US slowdown won’t mean the end
The global economy should be able to endure the US slowdown, according to ratings house Standard and Poor’s.
While the outlook for 2008 still largely depends on how well the world’s largest economy fares, “a cooler US economy isn’t likely to freeze other countries in the way it often has in the past”.
According to Standard & Poor’s Ratings Services, the current US slowdown is much less critical than it would have been a decade ago.
“The rise of Asia and an improving picture elsewhere have reduced overall dependence on the US as the leader for global growth. Even if the US slips into a recession, industrialised and emerging countries will likely keep growing in 2008, though most will do so more slowly,” S&P senior economist Beth Ann Bovino said.

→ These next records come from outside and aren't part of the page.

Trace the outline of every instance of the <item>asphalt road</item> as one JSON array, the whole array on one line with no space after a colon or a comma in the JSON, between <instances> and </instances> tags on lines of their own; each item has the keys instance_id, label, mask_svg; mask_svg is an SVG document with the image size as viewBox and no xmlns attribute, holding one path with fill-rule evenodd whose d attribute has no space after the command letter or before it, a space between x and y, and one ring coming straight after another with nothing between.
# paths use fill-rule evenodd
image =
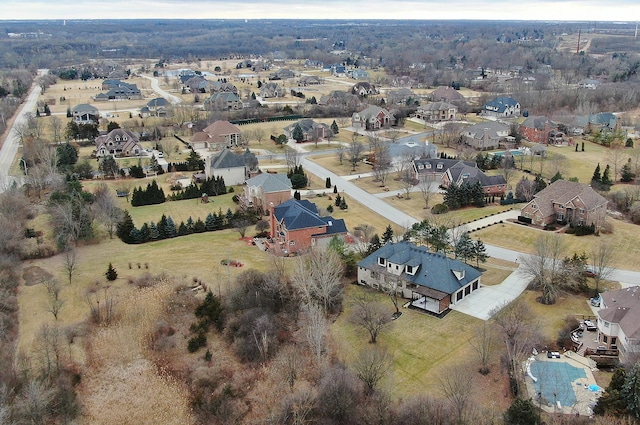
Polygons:
<instances>
[{"instance_id":1,"label":"asphalt road","mask_svg":"<svg viewBox=\"0 0 640 425\"><path fill-rule=\"evenodd\" d=\"M40 75L44 75L47 72L49 72L48 69L38 70L38 73ZM18 153L18 147L20 145L20 136L18 135L18 131L16 129L25 125L25 123L27 122L27 117L35 110L36 102L38 101L38 96L40 96L41 91L42 90L37 84L36 80L31 87L29 96L27 96L27 99L24 101L22 108L17 113L11 129L9 129L7 139L2 144L2 148L0 148L0 192L4 192L14 183L22 184L22 179L20 176L9 175L9 169L11 168L11 164L13 163L13 160Z\"/></svg>"}]
</instances>

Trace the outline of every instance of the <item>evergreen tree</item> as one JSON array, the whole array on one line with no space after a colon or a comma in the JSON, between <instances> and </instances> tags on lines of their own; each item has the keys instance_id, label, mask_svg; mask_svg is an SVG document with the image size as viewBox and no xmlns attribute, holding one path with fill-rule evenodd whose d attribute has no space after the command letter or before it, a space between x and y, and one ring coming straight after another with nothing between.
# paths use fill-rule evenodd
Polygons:
<instances>
[{"instance_id":1,"label":"evergreen tree","mask_svg":"<svg viewBox=\"0 0 640 425\"><path fill-rule=\"evenodd\" d=\"M134 243L135 241L131 239L129 235L135 228L136 226L133 224L133 219L131 218L129 211L124 210L122 220L120 220L120 223L118 223L118 226L116 227L116 235L124 243Z\"/></svg>"},{"instance_id":2,"label":"evergreen tree","mask_svg":"<svg viewBox=\"0 0 640 425\"><path fill-rule=\"evenodd\" d=\"M596 169L593 171L593 177L591 177L591 181L598 183L602 181L602 175L600 175L600 163L596 165Z\"/></svg>"},{"instance_id":3,"label":"evergreen tree","mask_svg":"<svg viewBox=\"0 0 640 425\"><path fill-rule=\"evenodd\" d=\"M602 184L604 185L611 185L613 184L613 181L611 180L611 167L609 167L609 164L607 164L606 167L604 167L604 172L602 173L602 180L601 180Z\"/></svg>"},{"instance_id":4,"label":"evergreen tree","mask_svg":"<svg viewBox=\"0 0 640 425\"><path fill-rule=\"evenodd\" d=\"M473 245L473 258L476 260L476 267L480 267L480 263L485 263L489 255L487 255L487 248L484 243L478 239Z\"/></svg>"},{"instance_id":5,"label":"evergreen tree","mask_svg":"<svg viewBox=\"0 0 640 425\"><path fill-rule=\"evenodd\" d=\"M175 238L178 235L176 224L173 222L171 216L167 217L166 226L164 228L164 234L167 238Z\"/></svg>"},{"instance_id":6,"label":"evergreen tree","mask_svg":"<svg viewBox=\"0 0 640 425\"><path fill-rule=\"evenodd\" d=\"M369 241L369 246L367 247L367 254L372 254L382 247L382 242L380 241L380 236L376 233L371 237Z\"/></svg>"},{"instance_id":7,"label":"evergreen tree","mask_svg":"<svg viewBox=\"0 0 640 425\"><path fill-rule=\"evenodd\" d=\"M622 170L620 170L620 181L624 183L628 183L633 181L636 175L631 171L631 158L622 166Z\"/></svg>"},{"instance_id":8,"label":"evergreen tree","mask_svg":"<svg viewBox=\"0 0 640 425\"><path fill-rule=\"evenodd\" d=\"M636 362L627 372L622 386L622 398L627 403L627 412L636 420L640 419L640 362Z\"/></svg>"},{"instance_id":9,"label":"evergreen tree","mask_svg":"<svg viewBox=\"0 0 640 425\"><path fill-rule=\"evenodd\" d=\"M389 242L393 241L393 229L391 228L391 225L387 225L387 228L384 230L384 233L382 234L382 245L386 245Z\"/></svg>"},{"instance_id":10,"label":"evergreen tree","mask_svg":"<svg viewBox=\"0 0 640 425\"><path fill-rule=\"evenodd\" d=\"M467 260L473 258L474 243L468 233L463 234L456 243L454 250L456 258L462 258L462 261L467 263Z\"/></svg>"},{"instance_id":11,"label":"evergreen tree","mask_svg":"<svg viewBox=\"0 0 640 425\"><path fill-rule=\"evenodd\" d=\"M158 232L158 227L156 223L153 221L149 224L149 240L155 241L160 239L160 233Z\"/></svg>"},{"instance_id":12,"label":"evergreen tree","mask_svg":"<svg viewBox=\"0 0 640 425\"><path fill-rule=\"evenodd\" d=\"M334 135L340 133L340 128L338 127L336 120L333 120L333 122L331 123L331 131L333 132Z\"/></svg>"},{"instance_id":13,"label":"evergreen tree","mask_svg":"<svg viewBox=\"0 0 640 425\"><path fill-rule=\"evenodd\" d=\"M216 217L213 213L207 214L207 218L205 218L204 228L207 232L212 232L216 230Z\"/></svg>"},{"instance_id":14,"label":"evergreen tree","mask_svg":"<svg viewBox=\"0 0 640 425\"><path fill-rule=\"evenodd\" d=\"M113 264L109 263L107 272L104 274L108 281L114 281L118 278L118 272L113 268Z\"/></svg>"},{"instance_id":15,"label":"evergreen tree","mask_svg":"<svg viewBox=\"0 0 640 425\"><path fill-rule=\"evenodd\" d=\"M292 136L297 143L300 143L304 140L304 132L302 131L302 127L300 127L300 124L296 124L293 129Z\"/></svg>"}]
</instances>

Bovino said the most positive news will come from the emerging markets, which are still expanding at a solid pace regardless of the significant weakness in the US and the financial market turmoil.
The US economy is trending downwards, with a 70 per cent chance of a recession and real GDP increasing just 0.6 per cent in the fourth quarter of 2007, after a strong 4.9 per cent in the third quarter.
Standard & Poor’s expects GDP to drop in the first half of 2008 and then to rise through the second half, as monetary and fiscal stimuli kick in. And it expects GDP to rise 1.2 per cent this year, a 1 per cent drop from 2007.
According to Bovino, the US reliance on foreign capital has been touted as a major danger point.
“While improving from the record current account deficit that was reached in 2006, the current gap is a still high 5.4 per cent of GDP. Private money was almost entirely financing it — at very low interest rates,” she said.
“Now foreign investors have lost confidence in US securities, and the US dollar, and money is not so easy to come by.”